Rodei a cadeira de escritório 180 graus até ficar de frente para ela.
– Achas que a fórmula definitiva de Einstein, E = ac2, pode ter alguma coisa a ver com mecânica quântica?
– Seria o mais lógico. Apesar de a ter impulsionado sem querer, Albert renegava as conclusões da mecânica quântica. Por isso disse que «Deus não joga aos dados». Contudo, chega-se à teoria da unificação através da quântica. Já sabes: no final da sua vida tentou encontrar uma fórmula que sintetizasse as leis fundamentais da física.
– E achas que Einstein pode ter chegado a essa fórmula mas que não a revelou? – perguntei.
– É possível, se não tinha a certeza das consequências desse avanço teórico. Nunca conseguiu ultrapassar a culpa por Hiroshima e Nagasaki.
Enquanto anoitecia em Williamsburg, pensei na tarefa titânica de encontrar uma teoria unificadora – pelo que sabia, a gravidade e a força eletromagnética não tinham nada a ver –, e na não menos titânica tentativa de encontrar quem possuía essa fórmula através de uma mensagem na Internet.

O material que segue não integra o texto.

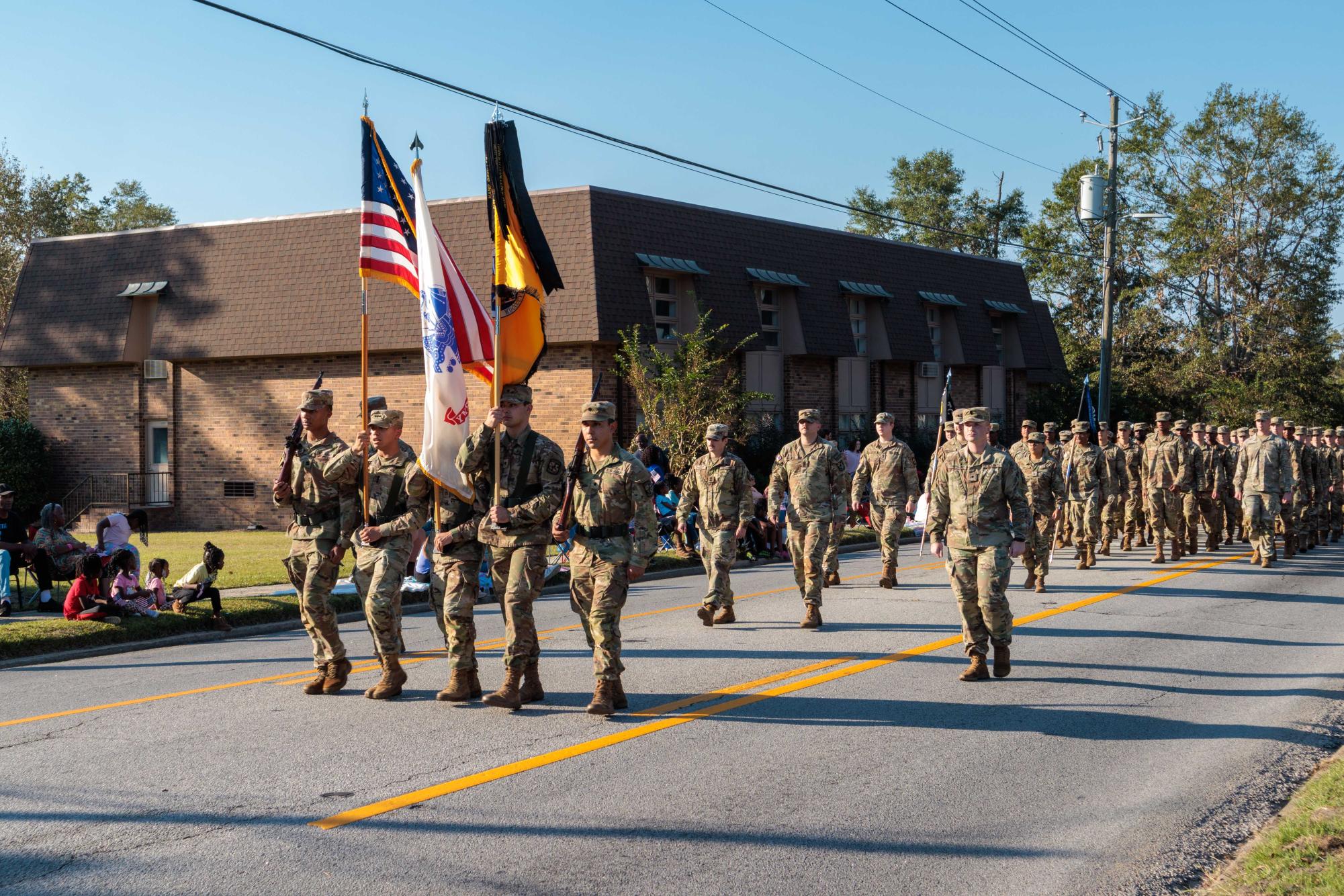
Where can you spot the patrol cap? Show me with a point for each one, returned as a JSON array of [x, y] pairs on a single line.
[[315, 400], [517, 394], [382, 418], [598, 413], [975, 416]]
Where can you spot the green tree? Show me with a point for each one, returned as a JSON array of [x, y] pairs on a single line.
[[686, 386]]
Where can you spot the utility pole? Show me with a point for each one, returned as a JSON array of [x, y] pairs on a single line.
[[1108, 273]]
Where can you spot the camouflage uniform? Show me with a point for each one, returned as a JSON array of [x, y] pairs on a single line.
[[1165, 465], [813, 476], [718, 491], [1044, 496], [969, 510], [455, 582], [326, 515], [889, 469], [611, 494], [531, 496], [398, 503], [1263, 475]]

Apesar de estar no site de perdidos e achados da autarquia, devia haver milhares de posts que se acumulavam todos os dias sem que ninguém reparasse neles. Era como lançar uma mensagem numa garrafa para o mar e esperar que a pessoa certa a encontrasse.
Mas por vezes a mensagem de um náufrago chega ao seu destino.